Entreprise
DSO, DPO, DIO : comprendre les délais de paiement et le cycle de trésorerie d’une entreprise

Le chiffre d’affaires renseigne sur la dynamique commerciale d’une entreprise.
La marge brute permet d’évaluer sa rentabilité après les coûts directs.
Le seuil de rentabilité indique le niveau d’activité à partir duquel les revenus couvrent exactement l’ensemble des charges.
Enfin, le Besoin en Fonds de Roulement (BFR) mesure la trésorerie que l’entreprise doit mobiliser pour financer son cycle d’exploitation.
Nous vous encourageons à lire notre article consacré au BFR, qui explique en détail comment ces décalages financiers apparaissent dans la vie d’une entreprise.
En pratique, de nombreuses PME rencontrent des tensions de trésorerie alors même que leur activité est rentable. La raison est souvent simple : l’argent ne circule pas au même rythme que l’activité.
Une entreprise peut vendre aujourd’hui, produire cette semaine, payer ses fournisseurs dans un mois… et n’être payée par ses clients que plusieurs semaines plus tard.
Ce décalage crée un besoin de trésorerie.
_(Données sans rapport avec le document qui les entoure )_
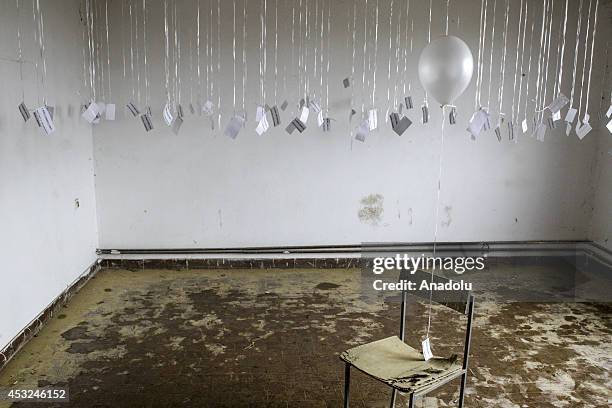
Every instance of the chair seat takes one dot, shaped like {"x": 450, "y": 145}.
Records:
{"x": 402, "y": 367}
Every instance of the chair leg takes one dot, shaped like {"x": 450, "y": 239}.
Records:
{"x": 462, "y": 389}
{"x": 393, "y": 391}
{"x": 347, "y": 383}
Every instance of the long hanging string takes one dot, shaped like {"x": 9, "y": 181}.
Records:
{"x": 438, "y": 193}
{"x": 578, "y": 28}
{"x": 144, "y": 41}
{"x": 19, "y": 52}
{"x": 491, "y": 59}
{"x": 167, "y": 49}
{"x": 375, "y": 56}
{"x": 481, "y": 50}
{"x": 110, "y": 95}
{"x": 244, "y": 62}
{"x": 503, "y": 63}
{"x": 586, "y": 49}
{"x": 529, "y": 67}
{"x": 586, "y": 110}
{"x": 518, "y": 113}
{"x": 518, "y": 41}
{"x": 560, "y": 77}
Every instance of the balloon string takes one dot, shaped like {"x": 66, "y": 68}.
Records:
{"x": 438, "y": 193}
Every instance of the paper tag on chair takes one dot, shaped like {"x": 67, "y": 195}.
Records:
{"x": 427, "y": 354}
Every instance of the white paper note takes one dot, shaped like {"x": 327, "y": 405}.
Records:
{"x": 91, "y": 113}
{"x": 207, "y": 108}
{"x": 320, "y": 119}
{"x": 372, "y": 119}
{"x": 44, "y": 120}
{"x": 583, "y": 130}
{"x": 304, "y": 114}
{"x": 262, "y": 126}
{"x": 427, "y": 354}
{"x": 558, "y": 103}
{"x": 110, "y": 111}
{"x": 259, "y": 113}
{"x": 167, "y": 115}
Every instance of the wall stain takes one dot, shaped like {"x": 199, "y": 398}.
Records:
{"x": 371, "y": 210}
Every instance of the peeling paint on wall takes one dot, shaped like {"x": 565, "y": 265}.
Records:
{"x": 371, "y": 210}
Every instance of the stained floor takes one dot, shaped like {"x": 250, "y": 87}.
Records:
{"x": 271, "y": 338}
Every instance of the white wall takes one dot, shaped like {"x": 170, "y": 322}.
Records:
{"x": 45, "y": 241}
{"x": 202, "y": 189}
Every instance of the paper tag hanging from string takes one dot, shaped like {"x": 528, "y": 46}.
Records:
{"x": 320, "y": 119}
{"x": 498, "y": 133}
{"x": 452, "y": 116}
{"x": 275, "y": 116}
{"x": 304, "y": 115}
{"x": 510, "y": 130}
{"x": 109, "y": 114}
{"x": 571, "y": 115}
{"x": 477, "y": 123}
{"x": 425, "y": 110}
{"x": 259, "y": 113}
{"x": 167, "y": 115}
{"x": 44, "y": 120}
{"x": 372, "y": 119}
{"x": 133, "y": 109}
{"x": 316, "y": 108}
{"x": 583, "y": 130}
{"x": 91, "y": 113}
{"x": 25, "y": 113}
{"x": 262, "y": 126}
{"x": 558, "y": 103}
{"x": 146, "y": 121}
{"x": 540, "y": 132}
{"x": 327, "y": 125}
{"x": 176, "y": 124}
{"x": 233, "y": 127}
{"x": 362, "y": 131}
{"x": 298, "y": 124}
{"x": 426, "y": 345}
{"x": 207, "y": 108}
{"x": 408, "y": 102}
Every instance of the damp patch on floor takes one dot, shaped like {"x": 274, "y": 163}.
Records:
{"x": 272, "y": 338}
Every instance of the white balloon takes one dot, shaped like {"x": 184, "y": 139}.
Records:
{"x": 445, "y": 68}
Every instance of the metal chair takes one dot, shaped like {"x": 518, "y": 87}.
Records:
{"x": 402, "y": 367}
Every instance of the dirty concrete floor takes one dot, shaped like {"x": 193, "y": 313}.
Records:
{"x": 271, "y": 338}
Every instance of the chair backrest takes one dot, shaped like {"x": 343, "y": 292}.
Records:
{"x": 460, "y": 300}
{"x": 455, "y": 299}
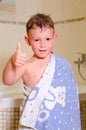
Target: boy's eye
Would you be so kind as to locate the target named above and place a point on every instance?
(36, 40)
(48, 39)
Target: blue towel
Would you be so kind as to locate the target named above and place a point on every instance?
(53, 103)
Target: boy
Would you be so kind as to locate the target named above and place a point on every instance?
(51, 98)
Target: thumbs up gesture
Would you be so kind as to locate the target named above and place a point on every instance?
(19, 58)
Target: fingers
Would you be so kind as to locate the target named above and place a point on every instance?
(19, 57)
(19, 47)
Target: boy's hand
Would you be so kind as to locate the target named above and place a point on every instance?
(19, 58)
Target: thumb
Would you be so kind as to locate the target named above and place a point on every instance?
(18, 47)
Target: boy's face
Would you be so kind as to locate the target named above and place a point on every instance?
(41, 41)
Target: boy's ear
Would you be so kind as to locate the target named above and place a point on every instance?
(27, 40)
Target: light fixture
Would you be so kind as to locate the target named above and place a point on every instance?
(81, 62)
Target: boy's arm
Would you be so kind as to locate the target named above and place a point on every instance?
(15, 67)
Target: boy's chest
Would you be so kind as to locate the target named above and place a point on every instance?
(33, 75)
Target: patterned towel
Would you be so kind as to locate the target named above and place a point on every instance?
(53, 103)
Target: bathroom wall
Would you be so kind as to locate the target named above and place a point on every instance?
(70, 23)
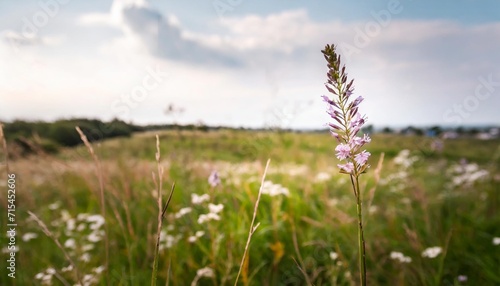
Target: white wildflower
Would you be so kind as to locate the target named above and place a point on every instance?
(94, 237)
(67, 268)
(322, 177)
(183, 212)
(39, 275)
(271, 189)
(29, 236)
(96, 220)
(82, 216)
(205, 272)
(496, 241)
(432, 252)
(400, 257)
(334, 255)
(81, 227)
(196, 199)
(215, 208)
(99, 270)
(55, 206)
(70, 243)
(208, 217)
(85, 257)
(70, 224)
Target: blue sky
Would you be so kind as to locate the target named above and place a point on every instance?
(248, 63)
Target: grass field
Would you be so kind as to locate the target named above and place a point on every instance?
(415, 198)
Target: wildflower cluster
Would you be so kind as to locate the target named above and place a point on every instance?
(272, 189)
(347, 119)
(395, 255)
(432, 252)
(79, 235)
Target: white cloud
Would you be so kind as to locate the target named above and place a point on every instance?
(253, 67)
(98, 19)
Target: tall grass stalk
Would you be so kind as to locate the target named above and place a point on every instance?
(48, 233)
(99, 174)
(161, 210)
(4, 146)
(252, 227)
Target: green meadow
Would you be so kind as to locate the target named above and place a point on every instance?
(432, 215)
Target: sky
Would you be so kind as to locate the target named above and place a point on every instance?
(249, 63)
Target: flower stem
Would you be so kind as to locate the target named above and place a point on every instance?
(361, 238)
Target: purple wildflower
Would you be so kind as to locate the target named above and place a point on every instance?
(347, 121)
(214, 179)
(347, 167)
(343, 151)
(362, 157)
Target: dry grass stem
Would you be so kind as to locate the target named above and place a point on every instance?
(48, 233)
(252, 227)
(99, 174)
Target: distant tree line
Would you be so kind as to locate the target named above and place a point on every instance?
(50, 136)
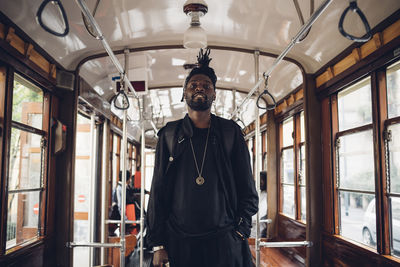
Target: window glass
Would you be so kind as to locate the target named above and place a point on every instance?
(27, 103)
(354, 105)
(356, 161)
(303, 203)
(358, 217)
(395, 225)
(393, 90)
(302, 181)
(287, 166)
(25, 160)
(287, 132)
(394, 158)
(288, 200)
(22, 217)
(302, 129)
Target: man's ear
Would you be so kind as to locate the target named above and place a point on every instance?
(183, 95)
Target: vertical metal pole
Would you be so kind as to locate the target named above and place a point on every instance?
(123, 192)
(92, 186)
(234, 102)
(142, 172)
(104, 198)
(257, 161)
(124, 154)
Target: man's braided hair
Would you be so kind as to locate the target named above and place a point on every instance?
(203, 61)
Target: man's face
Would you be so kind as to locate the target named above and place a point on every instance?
(199, 93)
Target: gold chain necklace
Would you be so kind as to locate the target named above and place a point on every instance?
(200, 179)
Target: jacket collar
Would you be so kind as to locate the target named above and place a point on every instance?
(187, 127)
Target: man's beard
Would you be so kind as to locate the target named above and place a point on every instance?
(199, 104)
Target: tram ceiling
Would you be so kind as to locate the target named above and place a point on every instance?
(267, 25)
(262, 25)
Trois indicateurs permettent de mesurer ces délais :
DSO (Days Sales Outstanding) : le délai moyen de paiement des clients
DPO (Days Payable Outstanding) : le délai moyen de paiement des fournisseurs
DIO (Days Inventory Outstanding) : la durée moyenne pendant laquelle les produits restent en stock
Ces trois indicateurs constituent le cœur du cycle de trésorerie d’une entreprise.
Les comprendre permet d’anticiper les besoins de financement, de mieux piloter l’activité et d’éviter certaines tensions de trésorerie, en particulier lorsque l’entreprise se développe.
Le cycle de trésorerie de l’entreprise
Avant de détailler ces indicateurs, il est utile de rappeler le fonctionnement du cycle économique d’une entreprise, comme nous l’avons expliqué dans l’article consacré au BFR.
Dans la plupart des PME, l’activité suit un enchaînement simple :
l’entreprise achète des matières premières ou des marchandises
elle les stocke ou les transforme
elle vend ses produits ou ses services
elle est payée par ses clients plusieurs semaines ou plusieurs mois plus tard
Pendant toute cette période, l’entreprise doit avancer de la trésorerie.
Elle paie ses fournisseurs, finance ses stocks et supporte ses charges, alors que les encaissements clients arrivent plus tard.
Ce décalage financier crée ce que l’on appelle le Besoin en Fonds de Roulement (BFR).
Les indicateurs DSO, DPO et DIO permettent précisément de mesurer ces décalages dans le cycle d’exploitation.

Lecture simplifiée du cycle de trésorerie
Le cycle de trésorerie d’une entreprise peut être résumé en quatre étapes.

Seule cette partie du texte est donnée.